Pa. Man Known as Mushroom Savant is Building National Reputation for Fungi Research


William Padilla-Brown is right at home foraging for fungi on state game lands in Middle Paxton Township, Dauphin County.

Carrying a basket, the founder of MycoSymbiotics in Harrisburg is joined by his team, who fan out in search of an ultimate fungi discovery. The squishy, damp forest floor near the trickling Stoney Creek is covered in rocks, moss, young ferns and downed trees under a canopy of hemlocks.

They pluck an unfamiliar long-stemmed brown mushroom and stumble upon reishi, a variety of mushroom used in traditional Asian medicine.

“This is important to me. Maybe this one has some crazy pharmaceutical in it and nobody knows because nobody ever saw it or cares about it,” Mr. Padilla-Brown said.

In the world of mycology, Mr. Padilla-Brown, 29, is a rockstar. The high school dropout, who describes himself as a multidisciplinary citizen scientist, has been called a “mushroom savant” and a “renaissance man obsessed with mushrooms.”

In 2015, the North Carolina native started MycoSympiotics, a permaculture research and production business that focuses on ecological research and the production of high-quality medicinal mushrooms through regenerative and sustainable farming. Mr. Padilla-Brown, who is an author, speaker and consultant, also offers courses on foraging, cultivation and extraction of mushrooms.

He has traveled around the world to Taipei and London and settled in the Harrisburg region when his father took a job at the New Cumberland Army Depot.

The self-taught mushroom expert is working with the Pennsylvania Department of Agriculture and Penn State Extension to teach a state foraging certification program. He hosts a yearly mushroom festival. The man is a walking encyclopedia of mushroom knowledge. His interest in fungi started growing mushrooms as a kid.

“I’ve always been seeking the unknown, or some adventure or mystery. I used to think everything was already figured out when I was little. Whenever I learned about mushrooms, I learned how much we didn’t know and how much opportunity there was to discover things right around where we are,” he said.

Foraging and spending time in the forest, Mr. Padilla-Brown said, allows him to slow down.

Growing up living in cities, he said “everything was fast and blurry. There’s so much more I could see when I was able to slow my mind down.”

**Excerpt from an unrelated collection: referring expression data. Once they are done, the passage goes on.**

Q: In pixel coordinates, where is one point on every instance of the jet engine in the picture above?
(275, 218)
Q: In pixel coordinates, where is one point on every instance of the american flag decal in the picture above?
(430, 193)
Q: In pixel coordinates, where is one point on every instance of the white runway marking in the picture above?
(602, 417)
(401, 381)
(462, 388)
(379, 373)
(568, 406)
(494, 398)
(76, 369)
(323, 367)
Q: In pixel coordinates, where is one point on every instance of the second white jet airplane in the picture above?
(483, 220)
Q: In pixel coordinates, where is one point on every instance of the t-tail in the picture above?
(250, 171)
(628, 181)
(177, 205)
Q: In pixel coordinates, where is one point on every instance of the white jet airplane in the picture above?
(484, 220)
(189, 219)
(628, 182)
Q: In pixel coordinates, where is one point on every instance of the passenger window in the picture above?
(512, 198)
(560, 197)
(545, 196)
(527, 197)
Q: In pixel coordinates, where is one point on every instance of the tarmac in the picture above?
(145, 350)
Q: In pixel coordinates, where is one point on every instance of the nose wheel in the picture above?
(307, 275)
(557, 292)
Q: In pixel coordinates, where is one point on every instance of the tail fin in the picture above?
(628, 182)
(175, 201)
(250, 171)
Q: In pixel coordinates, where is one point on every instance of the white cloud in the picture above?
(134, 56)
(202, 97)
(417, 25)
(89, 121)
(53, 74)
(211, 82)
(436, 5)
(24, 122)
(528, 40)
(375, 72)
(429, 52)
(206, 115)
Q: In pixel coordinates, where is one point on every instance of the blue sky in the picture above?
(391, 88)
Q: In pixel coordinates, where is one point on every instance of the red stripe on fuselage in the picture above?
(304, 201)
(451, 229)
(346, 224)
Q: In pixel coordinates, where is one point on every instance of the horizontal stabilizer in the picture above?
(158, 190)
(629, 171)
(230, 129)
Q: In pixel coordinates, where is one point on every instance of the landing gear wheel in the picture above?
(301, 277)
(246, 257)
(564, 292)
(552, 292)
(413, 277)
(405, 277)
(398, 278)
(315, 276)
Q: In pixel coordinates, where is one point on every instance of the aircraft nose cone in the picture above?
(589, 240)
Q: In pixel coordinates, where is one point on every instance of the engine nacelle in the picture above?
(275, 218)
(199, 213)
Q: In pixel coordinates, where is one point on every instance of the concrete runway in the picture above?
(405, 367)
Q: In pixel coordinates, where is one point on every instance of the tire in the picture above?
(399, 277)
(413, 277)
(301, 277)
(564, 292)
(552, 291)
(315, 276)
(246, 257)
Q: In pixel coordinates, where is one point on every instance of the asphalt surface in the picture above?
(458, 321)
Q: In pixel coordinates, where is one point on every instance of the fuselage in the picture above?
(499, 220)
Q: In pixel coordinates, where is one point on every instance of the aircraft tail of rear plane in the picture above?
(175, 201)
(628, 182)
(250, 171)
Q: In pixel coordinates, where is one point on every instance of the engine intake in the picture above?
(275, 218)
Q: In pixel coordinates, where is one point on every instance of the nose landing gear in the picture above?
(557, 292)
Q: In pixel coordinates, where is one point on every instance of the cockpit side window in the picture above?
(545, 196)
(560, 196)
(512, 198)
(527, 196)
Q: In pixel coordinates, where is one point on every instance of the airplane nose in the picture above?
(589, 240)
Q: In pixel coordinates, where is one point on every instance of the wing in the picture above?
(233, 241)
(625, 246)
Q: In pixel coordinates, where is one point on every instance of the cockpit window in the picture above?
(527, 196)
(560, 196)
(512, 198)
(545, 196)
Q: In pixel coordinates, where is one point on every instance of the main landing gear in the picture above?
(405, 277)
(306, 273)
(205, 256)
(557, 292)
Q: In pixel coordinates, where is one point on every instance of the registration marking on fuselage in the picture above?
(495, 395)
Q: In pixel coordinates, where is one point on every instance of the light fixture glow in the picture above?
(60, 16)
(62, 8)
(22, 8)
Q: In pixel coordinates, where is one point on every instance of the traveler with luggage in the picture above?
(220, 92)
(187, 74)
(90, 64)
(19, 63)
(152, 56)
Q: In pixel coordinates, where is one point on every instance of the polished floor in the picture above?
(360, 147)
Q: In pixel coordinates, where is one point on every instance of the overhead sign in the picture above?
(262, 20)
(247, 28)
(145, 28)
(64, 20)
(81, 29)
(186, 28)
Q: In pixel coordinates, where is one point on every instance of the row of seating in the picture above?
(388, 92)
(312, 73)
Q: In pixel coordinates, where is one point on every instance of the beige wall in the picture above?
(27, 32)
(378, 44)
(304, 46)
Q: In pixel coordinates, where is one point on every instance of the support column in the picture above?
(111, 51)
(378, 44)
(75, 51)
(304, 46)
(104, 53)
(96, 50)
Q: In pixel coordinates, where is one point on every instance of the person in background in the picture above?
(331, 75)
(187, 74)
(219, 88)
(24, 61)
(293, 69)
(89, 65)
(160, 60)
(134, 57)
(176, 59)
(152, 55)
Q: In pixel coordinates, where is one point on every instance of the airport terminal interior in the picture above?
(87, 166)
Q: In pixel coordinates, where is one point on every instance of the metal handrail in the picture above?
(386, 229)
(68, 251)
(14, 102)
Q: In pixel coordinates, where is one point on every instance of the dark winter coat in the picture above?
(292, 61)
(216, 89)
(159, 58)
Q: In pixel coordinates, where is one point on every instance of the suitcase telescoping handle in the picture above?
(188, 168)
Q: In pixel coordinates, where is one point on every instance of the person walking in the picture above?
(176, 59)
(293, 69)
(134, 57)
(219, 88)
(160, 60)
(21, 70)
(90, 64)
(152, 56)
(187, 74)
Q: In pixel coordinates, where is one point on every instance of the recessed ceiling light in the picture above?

Among his claims to fame, Mr. Padilla-Brown is the first English speaker in the world to cultivate cordyceps, one of the most revered medicinal mushrooms used in traditional Chinese medicine. He has written two cultivating guides about the elongated, bright orange fungi and is hoping to become the only certified naturally grown cordyceps producer in the nation.

He said the guides have been sold in about 20 countries. The fungi are grown in a lab and used to make products, including a cordyceps hibiscus rosehips tincture sold on the company’s website.